ROANOKE TIMES

                         Roanoke Times
                 Copyright (c) 1995, Landmark Communications, Inc.

DATE: SATURDAY, January 16, 1993                   TAG: 9301160019
SECTION: SPORTS                    PAGE: B1   EDITION: METRO   
SOURCE: Associated Press
DATELINE: STILLWATER, OKLA.                                LENGTH: Medium


PIONEER COACH IBA DIES

Hank Iba began playing basketball on dirt courts in rural Missouri, wearing uniforms sewn by his mother. He became one of the great coaches in history, a man whose influence is still felt amid the glitz of today's multi-million dollar game.

Iba died of heart failure early Friday. He was 88. He had been hospitalized since Wednesday.

"Of all the shadows that cast over the game of basketball, his was the biggest," Indiana coach Bob Knight said in a statement.

Knight was one of the many coaches Iba influenced with his preachings of sound defense and a patient, ball-control offense. Iba won 767 games in 41 years, second most in history, and led Oklahoma State - then called Oklahoma A&M - to national championships in 1945 and '46.

Iba coached the U.S. Olympic team three times. His teams won gold medals in 1964 and '68, then lost to the Soviet Union in 1972 in one of the most controversial games ever.
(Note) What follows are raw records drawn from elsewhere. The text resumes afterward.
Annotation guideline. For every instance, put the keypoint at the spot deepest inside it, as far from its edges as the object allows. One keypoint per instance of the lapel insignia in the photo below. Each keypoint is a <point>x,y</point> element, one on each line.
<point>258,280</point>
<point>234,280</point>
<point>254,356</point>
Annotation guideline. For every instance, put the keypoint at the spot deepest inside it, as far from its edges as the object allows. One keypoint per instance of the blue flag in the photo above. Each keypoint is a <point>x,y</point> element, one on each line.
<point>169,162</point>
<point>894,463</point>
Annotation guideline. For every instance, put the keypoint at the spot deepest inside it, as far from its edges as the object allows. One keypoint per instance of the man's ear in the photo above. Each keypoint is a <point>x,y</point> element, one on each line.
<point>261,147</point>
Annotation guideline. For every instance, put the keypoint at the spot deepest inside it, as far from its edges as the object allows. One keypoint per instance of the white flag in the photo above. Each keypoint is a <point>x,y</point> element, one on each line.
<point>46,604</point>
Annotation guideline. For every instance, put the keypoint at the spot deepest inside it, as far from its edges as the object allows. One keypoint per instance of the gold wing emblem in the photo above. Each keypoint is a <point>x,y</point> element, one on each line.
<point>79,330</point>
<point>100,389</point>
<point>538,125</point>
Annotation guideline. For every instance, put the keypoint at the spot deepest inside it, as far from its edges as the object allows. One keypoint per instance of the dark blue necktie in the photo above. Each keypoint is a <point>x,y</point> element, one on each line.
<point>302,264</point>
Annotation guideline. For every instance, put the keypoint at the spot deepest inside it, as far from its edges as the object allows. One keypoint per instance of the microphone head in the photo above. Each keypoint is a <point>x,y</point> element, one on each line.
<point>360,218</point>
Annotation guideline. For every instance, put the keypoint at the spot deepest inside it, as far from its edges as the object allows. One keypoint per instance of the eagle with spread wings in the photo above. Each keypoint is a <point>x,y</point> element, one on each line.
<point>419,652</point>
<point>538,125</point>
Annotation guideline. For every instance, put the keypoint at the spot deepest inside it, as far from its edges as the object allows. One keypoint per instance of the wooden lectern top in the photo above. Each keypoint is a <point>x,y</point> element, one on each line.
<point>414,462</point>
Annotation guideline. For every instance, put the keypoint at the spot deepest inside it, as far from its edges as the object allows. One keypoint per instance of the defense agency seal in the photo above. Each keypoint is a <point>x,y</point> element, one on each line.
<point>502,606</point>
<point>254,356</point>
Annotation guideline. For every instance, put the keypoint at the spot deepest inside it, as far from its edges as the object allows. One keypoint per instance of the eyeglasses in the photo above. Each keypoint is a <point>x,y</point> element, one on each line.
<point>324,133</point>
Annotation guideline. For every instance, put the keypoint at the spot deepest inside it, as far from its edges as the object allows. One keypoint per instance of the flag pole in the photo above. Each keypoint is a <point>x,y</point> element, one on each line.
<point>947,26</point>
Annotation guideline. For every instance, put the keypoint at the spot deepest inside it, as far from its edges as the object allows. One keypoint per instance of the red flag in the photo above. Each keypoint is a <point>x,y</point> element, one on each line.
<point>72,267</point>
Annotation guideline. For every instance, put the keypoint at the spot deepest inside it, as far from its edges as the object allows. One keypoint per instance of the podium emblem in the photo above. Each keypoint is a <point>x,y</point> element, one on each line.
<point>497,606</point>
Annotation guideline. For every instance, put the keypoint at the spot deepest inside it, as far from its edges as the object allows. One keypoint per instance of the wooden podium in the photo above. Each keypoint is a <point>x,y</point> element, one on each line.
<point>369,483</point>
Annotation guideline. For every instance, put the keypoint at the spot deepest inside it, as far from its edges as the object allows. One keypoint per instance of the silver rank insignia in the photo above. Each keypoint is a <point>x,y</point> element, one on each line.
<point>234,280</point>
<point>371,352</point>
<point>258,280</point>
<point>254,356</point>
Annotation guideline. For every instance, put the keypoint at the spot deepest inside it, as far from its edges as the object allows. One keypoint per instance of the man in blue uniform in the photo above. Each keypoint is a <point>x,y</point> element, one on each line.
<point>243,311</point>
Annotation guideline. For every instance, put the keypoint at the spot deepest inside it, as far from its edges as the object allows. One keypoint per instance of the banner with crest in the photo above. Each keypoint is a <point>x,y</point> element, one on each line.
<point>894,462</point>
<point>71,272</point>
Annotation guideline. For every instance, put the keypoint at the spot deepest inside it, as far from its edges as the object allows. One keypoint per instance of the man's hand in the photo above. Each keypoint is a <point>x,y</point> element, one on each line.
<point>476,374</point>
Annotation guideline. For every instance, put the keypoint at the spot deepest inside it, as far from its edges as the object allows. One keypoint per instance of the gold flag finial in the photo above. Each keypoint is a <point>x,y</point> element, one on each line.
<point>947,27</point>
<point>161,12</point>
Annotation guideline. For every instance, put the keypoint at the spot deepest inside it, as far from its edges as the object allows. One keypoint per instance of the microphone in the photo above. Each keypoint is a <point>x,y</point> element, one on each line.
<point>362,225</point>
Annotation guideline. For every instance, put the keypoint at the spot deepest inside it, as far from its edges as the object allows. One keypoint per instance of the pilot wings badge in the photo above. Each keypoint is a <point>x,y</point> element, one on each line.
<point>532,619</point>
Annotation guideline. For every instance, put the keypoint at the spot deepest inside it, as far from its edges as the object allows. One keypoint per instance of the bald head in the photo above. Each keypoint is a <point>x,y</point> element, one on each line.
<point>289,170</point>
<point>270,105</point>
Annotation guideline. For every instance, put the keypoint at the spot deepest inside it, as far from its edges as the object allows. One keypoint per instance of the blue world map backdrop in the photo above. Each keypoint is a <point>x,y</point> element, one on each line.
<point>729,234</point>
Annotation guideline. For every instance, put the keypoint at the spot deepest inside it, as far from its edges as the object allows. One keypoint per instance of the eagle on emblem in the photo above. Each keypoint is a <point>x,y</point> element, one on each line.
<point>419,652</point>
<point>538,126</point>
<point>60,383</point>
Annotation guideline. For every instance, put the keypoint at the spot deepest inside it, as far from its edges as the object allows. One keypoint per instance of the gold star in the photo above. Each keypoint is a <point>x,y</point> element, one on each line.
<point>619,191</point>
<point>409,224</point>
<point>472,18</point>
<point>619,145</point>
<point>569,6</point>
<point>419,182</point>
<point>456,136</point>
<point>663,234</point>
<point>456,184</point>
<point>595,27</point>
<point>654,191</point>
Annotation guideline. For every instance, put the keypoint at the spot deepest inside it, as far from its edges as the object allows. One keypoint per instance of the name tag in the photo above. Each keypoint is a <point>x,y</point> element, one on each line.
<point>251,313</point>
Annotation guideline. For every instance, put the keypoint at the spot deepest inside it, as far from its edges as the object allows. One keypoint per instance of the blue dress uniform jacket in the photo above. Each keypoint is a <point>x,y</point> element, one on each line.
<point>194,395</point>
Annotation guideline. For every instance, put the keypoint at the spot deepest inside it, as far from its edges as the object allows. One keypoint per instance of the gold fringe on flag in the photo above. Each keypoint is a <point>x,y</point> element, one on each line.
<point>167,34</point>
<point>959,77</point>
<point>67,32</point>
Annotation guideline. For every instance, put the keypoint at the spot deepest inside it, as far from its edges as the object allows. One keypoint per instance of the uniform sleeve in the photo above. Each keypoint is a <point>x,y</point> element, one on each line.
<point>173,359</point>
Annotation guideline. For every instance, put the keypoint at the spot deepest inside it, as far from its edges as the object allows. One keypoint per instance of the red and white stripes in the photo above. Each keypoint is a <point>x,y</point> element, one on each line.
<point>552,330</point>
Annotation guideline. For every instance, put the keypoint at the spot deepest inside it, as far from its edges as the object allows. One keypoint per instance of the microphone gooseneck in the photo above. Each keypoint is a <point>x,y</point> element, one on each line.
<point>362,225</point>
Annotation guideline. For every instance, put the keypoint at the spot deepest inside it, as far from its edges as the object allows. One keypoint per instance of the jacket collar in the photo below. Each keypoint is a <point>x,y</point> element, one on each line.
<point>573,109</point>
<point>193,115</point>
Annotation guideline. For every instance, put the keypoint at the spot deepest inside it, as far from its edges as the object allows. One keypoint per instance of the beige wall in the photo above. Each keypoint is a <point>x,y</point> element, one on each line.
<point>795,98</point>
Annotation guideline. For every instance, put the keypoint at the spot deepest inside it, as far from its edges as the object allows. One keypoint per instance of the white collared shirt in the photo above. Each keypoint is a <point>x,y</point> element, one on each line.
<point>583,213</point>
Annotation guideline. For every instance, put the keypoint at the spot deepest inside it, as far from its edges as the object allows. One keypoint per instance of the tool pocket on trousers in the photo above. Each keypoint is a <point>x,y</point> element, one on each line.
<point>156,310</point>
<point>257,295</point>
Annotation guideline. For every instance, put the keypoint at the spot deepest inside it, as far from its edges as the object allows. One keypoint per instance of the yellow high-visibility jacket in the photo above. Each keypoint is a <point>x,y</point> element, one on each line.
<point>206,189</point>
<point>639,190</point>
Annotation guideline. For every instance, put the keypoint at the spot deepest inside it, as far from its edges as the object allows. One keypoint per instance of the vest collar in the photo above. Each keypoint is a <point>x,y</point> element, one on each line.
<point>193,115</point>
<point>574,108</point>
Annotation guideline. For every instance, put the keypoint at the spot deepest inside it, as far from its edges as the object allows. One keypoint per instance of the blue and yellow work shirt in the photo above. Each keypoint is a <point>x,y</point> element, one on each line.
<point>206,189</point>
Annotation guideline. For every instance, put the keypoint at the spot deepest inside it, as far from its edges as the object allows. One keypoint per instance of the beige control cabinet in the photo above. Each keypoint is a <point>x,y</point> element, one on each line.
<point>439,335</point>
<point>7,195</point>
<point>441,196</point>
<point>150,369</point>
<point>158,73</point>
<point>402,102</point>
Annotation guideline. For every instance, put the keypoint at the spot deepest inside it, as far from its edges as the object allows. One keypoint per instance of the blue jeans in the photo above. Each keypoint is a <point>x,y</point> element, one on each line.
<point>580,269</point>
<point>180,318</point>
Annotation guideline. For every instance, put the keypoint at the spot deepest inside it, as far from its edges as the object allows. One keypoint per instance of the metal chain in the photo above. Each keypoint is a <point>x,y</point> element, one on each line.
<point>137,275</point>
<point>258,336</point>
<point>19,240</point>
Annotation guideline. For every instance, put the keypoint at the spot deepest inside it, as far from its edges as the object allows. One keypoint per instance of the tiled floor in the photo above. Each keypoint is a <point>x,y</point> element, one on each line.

It was ironic that Iba, one of the game's great winners, came to be so closely tied to a loss. The United States appeared to have won the game in regulation. But the clock was reset twice, giving the Soviets three chances to score the game-winning basket.

"We won the game, no question about it," Iba said in an interview with The Associated Press in February 1990. "That thing was over."

The loss was so bitter, no members of the U.S. team accepted their silver medals.

Knight was especially close to Iba. In 1984, when he coached the Olympic team, Knight asked Iba to serve as a special assistant coach and speak to the team each day at practice. After winning the gold medal, the players honored Iba by carrying him on their shoulders around the court.

"There weren't many of us who knew what was going on that didn't have tears in our eyes," said Bill Wall, former executive director of USA Basketball, the sport's national governing body. "Maybe some of those kids didn't know who he was, but each of them had just spent a month with him."

The coaching ranks are filled with Iba disciples, including current Oklahoma State coach Eddie Sutton.

"He began his career with coaches like Phog Allen and Adolph Rupp and finished with Dean Smith and Bobby Knight and all the people recognized what he had given to the game," Sutton said. "They all admired the class that he brought to the game."

Iba was born Aug. 6, 1904, in Easton, Mo. He began his coaching career in 1927 at Classen High School in Oklahoma City. After two seasons there, he went to Maryville Teachers College in Missouri.

He spent four seasons at Maryville and one year at the University of Colorado before taking over at Oklahoma A&M, where he coached 36 years and won 655 games.

"Mr. Iba was not a great recruiter," said Bob Kurland, who helped lead Oklahoma A&M to its consecutive NCAA titles. "He felt he was a teacher. If people wanted to play the game of basketball, they would come to him. And they did."

Iba did it through hard work. If he didn't like what he saw during an afternoon practice session, he was likely to bring his players back that night to work more.

Hank Iba's son, Moe, coaches at Texas Christian, and his nephew, Gene, coached at Baylor until last season.